10 August – 20 October, 2018
Opening: Thursday 9 August, 7pm
Proyecto AMIL
Lima
Proyecto AMIL is pleased to announce Coliflor, a solo exhibition by the Peruvian artist based in Bristol (UK), Esteban Igartua.
The show brings together Igartua’s most recent production, presenting landscapes, scenes and portraits. With an arresting meticulousness in his paintings and drawings, the artist captures both the grotesque and the ridiculous present in organic life and social interactions.
The exhibition takes as its starting point the exuberance of the shape and texture of the cauliflower. The shoots of the head of the vegetable – that individually resemble miniature trees and that together evoke fleshy masses similar to some human organs – is a metaphor for the associations that the artist himself establishes between the natural landscape and the human body.
With vividly coloured paint and both chromatic and monochromatic drawings, Igartua recreates fantastic sceneries that are characterized by an organic sensuality and sensory surplus: rock formations and mountains on which moss grows, masses of vegetation throughout which mushrooms spread, details of smoke and lava that result from volcanic eruptions. All of these expressions of broader physical or natural phenomena take place, as well, on an intimate scale in the human body. The artist’s interest does not focus, however, on understanding these processes from a purely physical or scientific perspective, but extends to the field of social commentary.
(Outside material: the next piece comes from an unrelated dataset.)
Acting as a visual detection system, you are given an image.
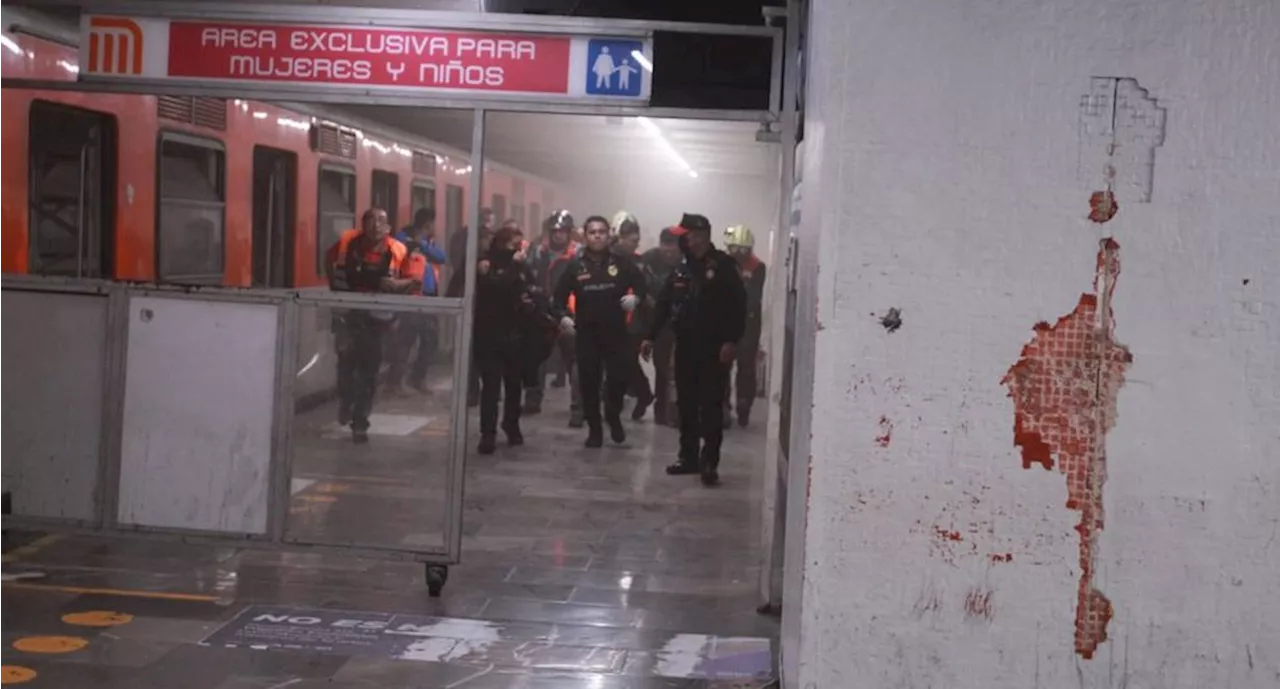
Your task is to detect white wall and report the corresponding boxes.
[785,0,1280,689]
Indeed, Igartua also confronts us with complex scenes in which deformed masculine characters interact in ambiguous situations over which he does not exercise any kind of judgment or moral interpretation. In essence, a catalogue of horrors and only apparent normalities.
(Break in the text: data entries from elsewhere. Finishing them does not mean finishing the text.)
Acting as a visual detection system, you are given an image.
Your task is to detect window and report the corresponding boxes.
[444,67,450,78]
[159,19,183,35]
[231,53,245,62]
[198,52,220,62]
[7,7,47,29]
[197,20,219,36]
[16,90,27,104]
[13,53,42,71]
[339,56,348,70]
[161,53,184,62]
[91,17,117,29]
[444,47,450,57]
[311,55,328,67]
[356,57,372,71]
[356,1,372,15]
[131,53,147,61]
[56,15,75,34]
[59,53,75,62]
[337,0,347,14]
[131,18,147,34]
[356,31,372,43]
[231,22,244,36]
In Coliflor, Igartua seeks to explore the dynamics of attraction-repulsion that the vigour of “the living” generates in human beings. That is, the thin line that separates beauty and abundance and the rejection caused by certain forms of voluptuousness and “excess of life”; turning the public into a silent and defenceless witness of a dystopian world of exuberant vitality.
About the artist
Esteban Igartua (Lima, 1974) lives and works in Bristol. He has a bachelor’s degree in fine arts from the Catholic University of Peru and post-graduate degree from the Slade School of Arts and Byam Shaw in London. Recent exhibitions include: Excursion, Garua (Lima, 2015); Campo Ocupado, Revolver Gallery (Lima, 2012); The Culture Clash, Working Rooms (London, 2008); Prophet, Spike Island (Bristol, 2008); among many others. His work has been featured in catalogues such as the Bloomberg New Contemporaries (2003) and more recently in 77 artistas contemporaneos peruanos (2017), published by the Museo Mario Testino-MATE.